Thomas Wodianka und Silvia Fenz. Foto: Bernd Uhlig

Thomas Wodianka und Silvia Fenz. Foto: Bernd Uhlig

Das schaudernde Amüsement wandelt sich zu seltsam triumphierender Trauer, wenn die Stärke der Opfer des nazistischen Terrors zu Wort kommt. Marthaler hat sein Projekt den jüdischen Komponisten aus Tschechien, Polen und Wien gewidmet – nur wenige überlebten die Vernichtungslager oder konnten rechtzeitig emigrieren. Im Müll finden die Putzfrauen zerknüllte Notizzettel, unter anderem von Viktor Ullmann, der in Theresienstadt das Hohelied der Menschenliebe, „Der Kaiser von Atlantis“, schrieb und das Lager als „Schule der Form“ bezeichnete, notwendige Überwindung des Stofflichen. Ullmanns „Fragment“, seine wohl letzte kurz vor dem Abtransport nach Auschwitz verfasste Komposition, durchzieht in der Bearbeitung von Uli Fussenegger das Geschehen, erklingt mal als einsame Geigenlinie, taucht als klangvolles Trio auf oder verweht als verstümmelte Harmoniumfetzen. Fussenegger instrumentierte auch die anderen Musiken von Erwin Schulhoff, Alexandre Tansman, Pavel Haas oder Józef Kofler unter anderem für Instrumente, wie man sie wohl in Theresienstadt gerade vorfand – Klarinette, Akkordeon, Kontrabass.

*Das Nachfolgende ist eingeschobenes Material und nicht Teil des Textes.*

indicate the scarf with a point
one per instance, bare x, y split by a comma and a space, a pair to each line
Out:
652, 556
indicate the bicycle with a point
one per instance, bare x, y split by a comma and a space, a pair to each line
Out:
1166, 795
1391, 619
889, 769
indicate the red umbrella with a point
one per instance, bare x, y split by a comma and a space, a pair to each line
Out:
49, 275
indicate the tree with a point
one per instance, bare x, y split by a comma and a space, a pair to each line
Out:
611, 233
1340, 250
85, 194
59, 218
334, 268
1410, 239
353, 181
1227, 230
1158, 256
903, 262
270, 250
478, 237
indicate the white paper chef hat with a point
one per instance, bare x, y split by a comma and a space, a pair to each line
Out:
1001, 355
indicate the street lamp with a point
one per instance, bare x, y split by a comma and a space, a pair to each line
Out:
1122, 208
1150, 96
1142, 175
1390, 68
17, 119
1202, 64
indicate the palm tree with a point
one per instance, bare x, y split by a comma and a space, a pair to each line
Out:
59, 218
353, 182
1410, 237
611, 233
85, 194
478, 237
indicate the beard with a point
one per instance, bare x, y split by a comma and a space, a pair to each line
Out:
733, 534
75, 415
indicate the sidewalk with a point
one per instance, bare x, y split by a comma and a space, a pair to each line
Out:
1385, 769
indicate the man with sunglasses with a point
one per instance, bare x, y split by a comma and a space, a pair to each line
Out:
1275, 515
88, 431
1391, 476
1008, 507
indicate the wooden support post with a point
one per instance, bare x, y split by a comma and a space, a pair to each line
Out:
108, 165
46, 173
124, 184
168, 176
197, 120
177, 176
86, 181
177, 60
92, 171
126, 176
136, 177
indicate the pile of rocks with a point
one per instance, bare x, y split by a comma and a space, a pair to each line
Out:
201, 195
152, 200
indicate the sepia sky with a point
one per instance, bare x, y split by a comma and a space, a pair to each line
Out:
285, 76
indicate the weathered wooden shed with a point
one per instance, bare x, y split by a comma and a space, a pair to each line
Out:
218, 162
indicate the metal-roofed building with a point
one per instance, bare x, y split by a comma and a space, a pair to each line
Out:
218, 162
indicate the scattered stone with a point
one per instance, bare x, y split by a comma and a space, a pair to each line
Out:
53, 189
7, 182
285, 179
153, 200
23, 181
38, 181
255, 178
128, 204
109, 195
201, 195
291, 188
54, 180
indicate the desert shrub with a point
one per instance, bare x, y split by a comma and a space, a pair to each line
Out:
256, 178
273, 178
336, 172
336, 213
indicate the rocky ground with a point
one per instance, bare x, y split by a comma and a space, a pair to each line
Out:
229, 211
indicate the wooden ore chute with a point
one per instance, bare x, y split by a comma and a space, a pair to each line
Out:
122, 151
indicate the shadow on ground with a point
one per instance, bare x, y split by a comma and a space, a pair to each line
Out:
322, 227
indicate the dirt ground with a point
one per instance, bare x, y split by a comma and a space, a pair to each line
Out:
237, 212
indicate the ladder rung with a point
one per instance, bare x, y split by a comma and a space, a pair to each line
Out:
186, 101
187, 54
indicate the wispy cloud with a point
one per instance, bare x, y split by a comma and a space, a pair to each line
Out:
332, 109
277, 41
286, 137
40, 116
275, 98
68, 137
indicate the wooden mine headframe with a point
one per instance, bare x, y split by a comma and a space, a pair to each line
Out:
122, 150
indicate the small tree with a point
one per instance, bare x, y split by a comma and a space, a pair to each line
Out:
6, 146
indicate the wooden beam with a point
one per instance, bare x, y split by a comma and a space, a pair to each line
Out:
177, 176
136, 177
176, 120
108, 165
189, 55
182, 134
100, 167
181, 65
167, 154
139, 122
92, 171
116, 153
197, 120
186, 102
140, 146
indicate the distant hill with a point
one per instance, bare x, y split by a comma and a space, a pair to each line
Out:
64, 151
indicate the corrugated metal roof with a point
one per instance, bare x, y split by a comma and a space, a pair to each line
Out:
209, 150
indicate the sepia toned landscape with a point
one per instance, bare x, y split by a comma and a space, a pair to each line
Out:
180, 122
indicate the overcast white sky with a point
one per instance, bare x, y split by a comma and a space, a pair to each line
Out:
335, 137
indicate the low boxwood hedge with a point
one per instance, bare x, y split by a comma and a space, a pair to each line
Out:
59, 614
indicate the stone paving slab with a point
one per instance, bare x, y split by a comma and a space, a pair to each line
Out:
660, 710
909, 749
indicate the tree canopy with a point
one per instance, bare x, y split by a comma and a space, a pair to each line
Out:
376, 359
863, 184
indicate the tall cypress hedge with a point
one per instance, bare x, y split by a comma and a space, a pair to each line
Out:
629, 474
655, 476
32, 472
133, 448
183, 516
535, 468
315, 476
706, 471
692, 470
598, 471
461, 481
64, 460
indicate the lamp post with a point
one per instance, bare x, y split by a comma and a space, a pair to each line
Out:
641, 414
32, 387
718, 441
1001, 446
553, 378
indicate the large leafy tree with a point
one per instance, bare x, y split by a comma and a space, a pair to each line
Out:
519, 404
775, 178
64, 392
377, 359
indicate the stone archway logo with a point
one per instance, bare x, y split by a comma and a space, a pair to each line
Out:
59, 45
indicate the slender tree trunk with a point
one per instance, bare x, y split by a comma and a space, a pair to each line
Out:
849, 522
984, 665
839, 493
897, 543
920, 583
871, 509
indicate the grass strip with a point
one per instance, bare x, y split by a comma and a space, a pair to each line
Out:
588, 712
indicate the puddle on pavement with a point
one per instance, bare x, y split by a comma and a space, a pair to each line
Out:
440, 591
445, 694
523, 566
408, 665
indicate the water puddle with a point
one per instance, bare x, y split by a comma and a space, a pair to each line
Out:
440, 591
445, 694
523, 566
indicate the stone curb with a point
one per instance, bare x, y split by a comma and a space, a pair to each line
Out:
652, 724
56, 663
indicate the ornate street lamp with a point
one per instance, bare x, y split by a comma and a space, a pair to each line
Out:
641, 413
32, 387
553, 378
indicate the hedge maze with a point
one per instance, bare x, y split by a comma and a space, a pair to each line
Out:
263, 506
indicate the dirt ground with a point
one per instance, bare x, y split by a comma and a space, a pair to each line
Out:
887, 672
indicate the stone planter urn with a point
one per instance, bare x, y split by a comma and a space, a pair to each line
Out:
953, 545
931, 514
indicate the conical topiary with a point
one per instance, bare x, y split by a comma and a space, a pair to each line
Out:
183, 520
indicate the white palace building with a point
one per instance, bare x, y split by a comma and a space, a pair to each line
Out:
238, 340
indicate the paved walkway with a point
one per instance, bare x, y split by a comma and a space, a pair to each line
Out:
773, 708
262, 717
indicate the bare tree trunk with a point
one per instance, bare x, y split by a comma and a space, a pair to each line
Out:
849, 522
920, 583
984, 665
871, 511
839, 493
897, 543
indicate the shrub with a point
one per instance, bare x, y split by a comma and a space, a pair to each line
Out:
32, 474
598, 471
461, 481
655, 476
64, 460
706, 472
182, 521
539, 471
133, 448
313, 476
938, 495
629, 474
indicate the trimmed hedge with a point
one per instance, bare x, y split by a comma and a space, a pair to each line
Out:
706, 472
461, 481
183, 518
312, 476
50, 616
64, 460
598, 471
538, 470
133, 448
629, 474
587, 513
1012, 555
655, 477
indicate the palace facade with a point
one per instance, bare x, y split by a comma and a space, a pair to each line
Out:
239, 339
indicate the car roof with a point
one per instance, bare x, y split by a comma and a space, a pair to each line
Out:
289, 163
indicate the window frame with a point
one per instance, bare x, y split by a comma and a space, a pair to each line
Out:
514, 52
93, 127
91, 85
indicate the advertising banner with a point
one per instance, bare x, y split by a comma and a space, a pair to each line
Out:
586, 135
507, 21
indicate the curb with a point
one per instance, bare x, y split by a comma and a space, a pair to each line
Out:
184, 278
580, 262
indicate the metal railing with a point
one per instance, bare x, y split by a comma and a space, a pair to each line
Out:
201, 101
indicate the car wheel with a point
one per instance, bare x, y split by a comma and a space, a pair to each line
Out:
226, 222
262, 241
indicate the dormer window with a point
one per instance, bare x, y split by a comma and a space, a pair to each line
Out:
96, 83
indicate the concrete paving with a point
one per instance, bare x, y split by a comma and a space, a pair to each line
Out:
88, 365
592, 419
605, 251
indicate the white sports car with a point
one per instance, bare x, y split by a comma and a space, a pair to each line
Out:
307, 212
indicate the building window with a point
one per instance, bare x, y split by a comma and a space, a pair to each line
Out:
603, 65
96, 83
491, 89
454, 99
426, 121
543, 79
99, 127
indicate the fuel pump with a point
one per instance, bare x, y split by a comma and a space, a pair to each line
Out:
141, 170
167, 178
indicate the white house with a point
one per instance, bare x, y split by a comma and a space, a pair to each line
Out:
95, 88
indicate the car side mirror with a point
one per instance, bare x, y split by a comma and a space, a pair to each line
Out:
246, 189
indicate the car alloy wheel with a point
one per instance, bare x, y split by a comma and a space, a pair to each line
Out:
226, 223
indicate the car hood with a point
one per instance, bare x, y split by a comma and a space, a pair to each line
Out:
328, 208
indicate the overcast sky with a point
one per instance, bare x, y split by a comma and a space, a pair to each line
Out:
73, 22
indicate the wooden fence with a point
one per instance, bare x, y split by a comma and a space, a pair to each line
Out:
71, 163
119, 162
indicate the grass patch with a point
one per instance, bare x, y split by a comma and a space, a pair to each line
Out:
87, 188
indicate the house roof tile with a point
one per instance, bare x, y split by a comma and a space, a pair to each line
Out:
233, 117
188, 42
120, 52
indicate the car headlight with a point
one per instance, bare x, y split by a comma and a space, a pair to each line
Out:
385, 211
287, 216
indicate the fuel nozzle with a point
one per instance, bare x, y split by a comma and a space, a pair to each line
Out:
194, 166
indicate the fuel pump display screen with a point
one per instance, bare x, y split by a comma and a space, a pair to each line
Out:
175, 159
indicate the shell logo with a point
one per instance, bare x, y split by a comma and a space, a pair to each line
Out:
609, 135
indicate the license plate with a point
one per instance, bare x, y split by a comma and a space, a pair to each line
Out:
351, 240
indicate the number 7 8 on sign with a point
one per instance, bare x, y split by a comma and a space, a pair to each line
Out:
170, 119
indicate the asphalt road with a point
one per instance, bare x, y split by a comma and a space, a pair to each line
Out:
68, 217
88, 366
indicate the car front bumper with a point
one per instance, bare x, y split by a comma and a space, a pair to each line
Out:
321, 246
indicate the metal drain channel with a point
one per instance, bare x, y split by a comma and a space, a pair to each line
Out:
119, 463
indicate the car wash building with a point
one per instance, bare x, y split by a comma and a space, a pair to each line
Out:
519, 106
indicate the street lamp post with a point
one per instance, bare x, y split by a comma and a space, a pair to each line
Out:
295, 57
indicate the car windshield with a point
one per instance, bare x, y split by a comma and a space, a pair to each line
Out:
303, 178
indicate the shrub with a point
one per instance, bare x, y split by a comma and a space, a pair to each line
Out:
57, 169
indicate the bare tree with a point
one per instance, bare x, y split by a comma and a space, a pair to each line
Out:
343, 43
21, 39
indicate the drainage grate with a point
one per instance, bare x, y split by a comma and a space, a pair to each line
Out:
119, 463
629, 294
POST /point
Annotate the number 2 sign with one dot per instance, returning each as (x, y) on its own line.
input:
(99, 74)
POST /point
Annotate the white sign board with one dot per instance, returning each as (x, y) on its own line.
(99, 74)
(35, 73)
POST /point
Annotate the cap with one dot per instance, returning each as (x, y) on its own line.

Und wie eine Lagerkapelle wirken auch die Musiker der „Wienergruppe“ in den wie zusammengesuchten und doch fantasievoll schönen Kostümen von Sarah Schittek, ohne peinliche oder zynische „Authentizität“ behaupten zu wollen. Eine stille Würde strahlen diese stummen Gestalten aus, die fremdenfeindliches Gelärm vor der Zärtlichkeit und Sinnlichkeit ihrer Musik verstummen lassen. Sie scheint stärker zu sein als ihre Vernichter – diese selbst wandeln sich in fahler Kleidung und Beleuchtung plötzlich zu Lagerinsassen. Von Tora Augestads wandlungsfähigem Mezzo angeführt vereinigen sich alle zum finalen Chor: „Wer bis an das Ende beharrt, der wird selig“ aus Mendelssohns „Elias“. Die Schönheit des Gesangs, der sich als Endlosschleife zweier umherwandelnder Gruppen sanft dissonant verwirrt, lässt das Perfide des Holocaust besonders bitter empfinden und eröffnet doch transzendierende Perspektiven.